The TCS Amsterdam Marathon has been running for over forty years. Its history, however, extends further than 1975 as marathons were run long before then, including the most famous race at the 1928 Olympic Games.
Read the history of the TCS Amsterdam Marathon below. Want to look back on previous events? Click here.
The first official marathon in the world was held at the Olympic Games in 1896 in Athens; it was then run over forty kilometres. In the Netherlands, long-distance races had been held prior to this but they had not been referred to as marathons. These events became very popular in 1893 but under the name ‘go as you please race’. This implied that the participant could decide whether to walk or run.
Most of these competitions were around 10 kilometres long but the genuine enthusiasts sometimes tackled enormous routes. The Amsterdam Athletics Club, for example, organised a race of 85 km in 1893, the oldest record of a long-distance race in our country. Queen Emma even promised a medal to the winner, which was awarded to the Amsterdam-based runner Gerard Adolfs when he was first over the finish line after almost nine hours.
The first time that a genuine Amsterdam marathon was organised was 1916. The race started and finished in the Sportpark, the forerunner to the Olympic Stadium.
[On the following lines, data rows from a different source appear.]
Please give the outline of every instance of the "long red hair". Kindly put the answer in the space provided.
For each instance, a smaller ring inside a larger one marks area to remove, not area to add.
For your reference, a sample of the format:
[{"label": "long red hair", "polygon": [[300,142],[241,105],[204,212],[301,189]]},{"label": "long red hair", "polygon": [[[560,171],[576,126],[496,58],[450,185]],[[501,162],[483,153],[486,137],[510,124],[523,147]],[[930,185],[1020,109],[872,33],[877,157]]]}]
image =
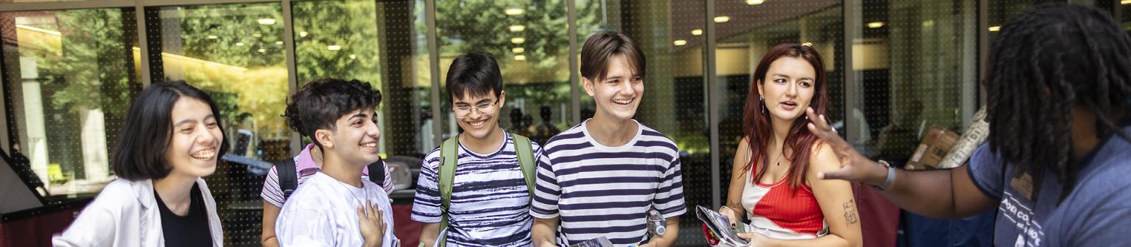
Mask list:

Louwe Huizinga from Groningen won the race.
In the 1920’s all Amsterdam marathons were linked to the Olympic Games. The event in 1920 was the selection round for the Games in Antwerp. Four years later, five athletes battled it out to go to Paris but this marathon from Utrecht to Amsterdam was an organisational catastrophe. In 1927, the Amsterdam Field Athletics Club organised the marathon as preparation for the Games a year later in the Olympic Stadium.
The most famous marathon in Amsterdam was in 1928, as part of the Olympic Games. From 23 countries, there were 69 participants and the Algerian Boughera El Ouafi, who had run with a French passport, won the event. The Dutch put in an unimpressive performance with Henri Landheer coming in thirtieth.
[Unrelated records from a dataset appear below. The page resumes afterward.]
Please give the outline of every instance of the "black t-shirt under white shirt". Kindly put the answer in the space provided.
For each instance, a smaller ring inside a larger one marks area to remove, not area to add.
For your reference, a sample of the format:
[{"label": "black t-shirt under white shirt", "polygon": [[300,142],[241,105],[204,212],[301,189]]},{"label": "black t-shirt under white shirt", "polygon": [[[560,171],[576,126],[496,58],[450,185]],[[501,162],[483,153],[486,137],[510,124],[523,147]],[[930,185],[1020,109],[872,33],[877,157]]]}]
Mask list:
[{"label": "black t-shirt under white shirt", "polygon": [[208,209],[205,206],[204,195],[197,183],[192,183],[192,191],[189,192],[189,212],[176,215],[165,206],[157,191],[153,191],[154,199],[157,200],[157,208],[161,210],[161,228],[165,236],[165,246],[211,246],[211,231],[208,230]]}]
In the 1930’s, there were quite a few marathons in Amsterdam, organised by the very popular journal Het Leven. The start and finish points were always in the Olympic Stadium, with 1931 as the only exception. It was a popular event at the time, but the outbreak of the Second World War brought an end to it. The only time, until 1975, that Amsterdam organised another marathon was the national championship which was run in the city in 1956.
The initiative for the Amsterdam marathon was taken by Ger van Nesse from AV’23 who first contacted the municipality of Amsterdam in 1974. Once he had been selected as club president in November 1974, preparations began with the other Amsterdam-based athletics associations. The marathon in 1975 connected into the simultaneous celebration of the city’s 700th birthday.
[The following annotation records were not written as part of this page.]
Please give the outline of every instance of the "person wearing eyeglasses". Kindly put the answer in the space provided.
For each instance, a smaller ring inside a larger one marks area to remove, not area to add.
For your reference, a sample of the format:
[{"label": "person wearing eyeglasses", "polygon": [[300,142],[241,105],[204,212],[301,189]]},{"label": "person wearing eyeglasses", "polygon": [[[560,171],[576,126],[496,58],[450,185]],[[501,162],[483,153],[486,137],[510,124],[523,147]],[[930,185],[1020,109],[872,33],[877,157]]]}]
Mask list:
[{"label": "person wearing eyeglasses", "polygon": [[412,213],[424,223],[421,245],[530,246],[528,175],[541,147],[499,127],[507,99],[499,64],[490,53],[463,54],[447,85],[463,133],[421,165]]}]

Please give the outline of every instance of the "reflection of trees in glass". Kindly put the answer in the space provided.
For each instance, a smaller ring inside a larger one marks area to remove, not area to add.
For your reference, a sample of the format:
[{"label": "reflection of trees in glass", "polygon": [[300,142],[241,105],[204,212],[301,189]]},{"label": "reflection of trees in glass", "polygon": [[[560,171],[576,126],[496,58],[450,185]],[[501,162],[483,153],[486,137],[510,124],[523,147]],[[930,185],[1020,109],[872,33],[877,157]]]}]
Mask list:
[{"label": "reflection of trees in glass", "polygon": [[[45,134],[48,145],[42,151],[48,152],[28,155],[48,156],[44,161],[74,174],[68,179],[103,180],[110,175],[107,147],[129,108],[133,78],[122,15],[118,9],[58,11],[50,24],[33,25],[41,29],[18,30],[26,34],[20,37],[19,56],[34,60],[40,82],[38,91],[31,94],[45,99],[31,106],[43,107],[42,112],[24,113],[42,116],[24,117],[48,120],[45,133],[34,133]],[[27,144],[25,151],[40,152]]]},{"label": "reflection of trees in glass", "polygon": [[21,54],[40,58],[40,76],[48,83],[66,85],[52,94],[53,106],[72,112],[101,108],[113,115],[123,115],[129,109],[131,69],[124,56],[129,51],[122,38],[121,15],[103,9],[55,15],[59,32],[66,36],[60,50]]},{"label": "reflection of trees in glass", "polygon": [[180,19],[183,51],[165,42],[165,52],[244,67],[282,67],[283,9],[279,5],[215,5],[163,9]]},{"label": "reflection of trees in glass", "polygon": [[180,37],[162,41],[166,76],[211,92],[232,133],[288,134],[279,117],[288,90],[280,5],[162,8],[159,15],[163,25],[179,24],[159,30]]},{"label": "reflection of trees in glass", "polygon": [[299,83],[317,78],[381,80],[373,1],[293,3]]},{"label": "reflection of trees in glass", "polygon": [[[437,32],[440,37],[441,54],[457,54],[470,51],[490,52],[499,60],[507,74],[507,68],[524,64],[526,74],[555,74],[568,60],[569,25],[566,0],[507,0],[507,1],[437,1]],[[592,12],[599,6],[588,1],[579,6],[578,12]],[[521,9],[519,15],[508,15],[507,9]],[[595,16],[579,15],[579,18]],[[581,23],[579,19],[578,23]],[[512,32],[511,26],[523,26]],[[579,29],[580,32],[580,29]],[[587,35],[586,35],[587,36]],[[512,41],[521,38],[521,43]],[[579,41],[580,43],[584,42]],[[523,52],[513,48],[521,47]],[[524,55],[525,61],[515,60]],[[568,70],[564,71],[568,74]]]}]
In 1975, around 300 runners took part in the first official TCS Amsterdam Marathon. Forty years later, numbers have grown exponentially. The historical links with the Olympic Stadium began in 1928 and, since then, have only been strengthened.
From 300 participants to the largest in the country
That year, the start and finish points were in the Olympic Stadium; the marathon and this stadium are intrinsically connected to one another in this context. Between 1979 and 2000, however, this was not the case as the stadium was very run down and was threatened with demolition. It was only renovated at the end of the last century. Over this period, the race started and finished in the Olympic Stadium just once, before renovations began in 1997.
The growth of the event since 1975 has been quite astonishing. Around 300 runners took part in the first event and that was a national record for a running event in the Netherlands at the time. It is a tiny number compared to nowadays; in 2014, 12,217 runners signed up for the marathon which is around forty times the amount in 1975! And that doesn’t include the other races that have been added to the programme over the course of time. At the 40th TCS Amsterdam Marathon, we are expecting a total of 45,000 participants, with 105 different nationalities. That’s 150 times as many as 1975…
In 2014, there was a study into the economic impact of the marathon, the satisfaction of participants and the corresponding health effects. The study by the Hogeschool van Amsterdam, Hogeschool Inholland and the sports economic consultancy Sport2B showed that the TCS Amsterdam Marathon had expanded to become the biggest participation sport event in the country. The participants said the most positive aspect was the finish in the Olympic Stadium.
In its 40th year, the TCS Amsterdam Marathon has expanded spectacularly in terms of organisation and scope; from 300 to 45,000 participants. The historical links with the Olympic Stadium, where the Olympic event took place in 1928, have also been developed.